Chi ha paura della strega?

-La strega deve essere là dentro!- disse uno dei cavalieri indicando agli altri un casolare al centro di una landa che sembrava essere stata messa a coltura, ma dal cui scuro terreno spuntavano piante di grano che sembravano nate già bruciate, avvolte da rovi spinosi in cui non vi era traccia di fogliame verdeggiante.

Muovendosi in formazione i cavalieri, con la destra sull’elsa ancora riposta della spada, avanzarono dal limitare della foresta verso il campo, facendosi coraggio e cercando di non curarsi delle voci che da qualche tempo a questa parte si erano diffuse circa i poteri di quell’essere infernale, capace di uccidere i più valenti uomini inviati come giudici di Dio a pronunciare ed eseguire la sua condanna capitale. Qualcuno di loro tremava, qualcun altro invocava il nome delle schiere celesti, altri ancora, in verità ben pochi, deridevano quelle che a loro sembravano infondate paure, convinti che quelle voci erano semplicemente frutto della fervida, e pavida, immaginazione degli ignoranti contadini della zona.
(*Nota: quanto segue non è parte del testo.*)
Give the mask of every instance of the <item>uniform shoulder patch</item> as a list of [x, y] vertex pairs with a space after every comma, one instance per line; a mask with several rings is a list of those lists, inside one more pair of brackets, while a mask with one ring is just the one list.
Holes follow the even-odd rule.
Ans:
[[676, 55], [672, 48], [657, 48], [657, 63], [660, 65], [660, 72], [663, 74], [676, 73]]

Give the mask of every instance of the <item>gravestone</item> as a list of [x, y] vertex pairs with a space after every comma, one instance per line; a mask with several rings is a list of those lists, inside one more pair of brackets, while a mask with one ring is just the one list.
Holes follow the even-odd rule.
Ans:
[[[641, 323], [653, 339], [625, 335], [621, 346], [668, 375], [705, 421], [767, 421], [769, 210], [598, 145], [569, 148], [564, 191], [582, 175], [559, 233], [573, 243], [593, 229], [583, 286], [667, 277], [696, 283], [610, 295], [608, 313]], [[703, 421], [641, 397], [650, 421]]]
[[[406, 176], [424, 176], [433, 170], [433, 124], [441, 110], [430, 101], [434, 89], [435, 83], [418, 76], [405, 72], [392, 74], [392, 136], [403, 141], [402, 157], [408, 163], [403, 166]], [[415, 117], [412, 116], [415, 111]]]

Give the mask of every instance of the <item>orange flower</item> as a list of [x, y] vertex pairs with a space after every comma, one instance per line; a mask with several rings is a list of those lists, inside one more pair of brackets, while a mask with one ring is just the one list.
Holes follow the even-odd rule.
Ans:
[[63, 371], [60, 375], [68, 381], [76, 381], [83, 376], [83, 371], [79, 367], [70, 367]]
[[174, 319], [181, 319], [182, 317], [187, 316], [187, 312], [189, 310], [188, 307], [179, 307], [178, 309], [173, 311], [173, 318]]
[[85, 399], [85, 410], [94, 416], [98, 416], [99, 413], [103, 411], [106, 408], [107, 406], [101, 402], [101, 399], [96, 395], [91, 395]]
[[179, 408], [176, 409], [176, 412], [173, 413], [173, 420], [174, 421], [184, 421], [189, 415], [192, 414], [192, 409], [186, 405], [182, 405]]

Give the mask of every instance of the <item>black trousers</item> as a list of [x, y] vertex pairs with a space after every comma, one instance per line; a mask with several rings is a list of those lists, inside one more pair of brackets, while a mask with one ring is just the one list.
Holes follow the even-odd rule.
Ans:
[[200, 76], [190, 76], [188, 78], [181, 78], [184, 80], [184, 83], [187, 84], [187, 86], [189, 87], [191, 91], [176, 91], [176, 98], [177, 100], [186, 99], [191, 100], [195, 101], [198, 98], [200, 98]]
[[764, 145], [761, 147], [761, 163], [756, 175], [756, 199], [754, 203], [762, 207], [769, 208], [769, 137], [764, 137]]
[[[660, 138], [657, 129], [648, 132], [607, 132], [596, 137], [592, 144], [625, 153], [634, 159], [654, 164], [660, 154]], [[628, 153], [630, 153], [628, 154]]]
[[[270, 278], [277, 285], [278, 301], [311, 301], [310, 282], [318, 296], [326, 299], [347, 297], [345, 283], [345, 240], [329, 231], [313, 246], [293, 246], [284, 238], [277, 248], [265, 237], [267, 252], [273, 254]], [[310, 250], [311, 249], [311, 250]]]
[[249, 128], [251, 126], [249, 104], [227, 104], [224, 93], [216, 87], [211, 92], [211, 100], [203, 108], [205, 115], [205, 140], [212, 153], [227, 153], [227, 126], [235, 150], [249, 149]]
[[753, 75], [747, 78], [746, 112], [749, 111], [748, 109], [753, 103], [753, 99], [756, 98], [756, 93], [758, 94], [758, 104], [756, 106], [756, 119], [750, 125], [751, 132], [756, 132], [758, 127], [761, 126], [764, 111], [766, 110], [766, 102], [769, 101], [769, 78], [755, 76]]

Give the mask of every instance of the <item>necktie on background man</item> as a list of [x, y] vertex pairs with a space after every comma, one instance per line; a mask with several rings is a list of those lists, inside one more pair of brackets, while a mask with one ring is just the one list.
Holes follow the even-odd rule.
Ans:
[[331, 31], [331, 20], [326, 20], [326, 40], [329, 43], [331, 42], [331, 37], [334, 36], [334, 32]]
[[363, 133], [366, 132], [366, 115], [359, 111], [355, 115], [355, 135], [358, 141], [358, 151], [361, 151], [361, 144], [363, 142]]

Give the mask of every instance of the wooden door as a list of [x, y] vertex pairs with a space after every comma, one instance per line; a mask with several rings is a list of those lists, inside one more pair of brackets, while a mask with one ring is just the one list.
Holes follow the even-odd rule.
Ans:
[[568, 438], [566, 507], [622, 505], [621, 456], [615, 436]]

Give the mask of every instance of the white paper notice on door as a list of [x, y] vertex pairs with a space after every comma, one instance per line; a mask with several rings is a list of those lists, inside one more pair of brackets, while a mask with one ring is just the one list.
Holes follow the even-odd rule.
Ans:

Nell’avanzare uno di loro era visibilmente scosso, al punto tale che la persona che gli era alla destra sentiva chiaramente i suoi denti battere.

- Ho bisogno di un prete- disse -devo raccomandare la mia anima a Dio, perché oggi non riuscirò a vedere il sole tramontare- e quelle parole impressero sui volti dei cavalieri già impauriti un aspetto maggiormente terrorizzato, prossimo al panico.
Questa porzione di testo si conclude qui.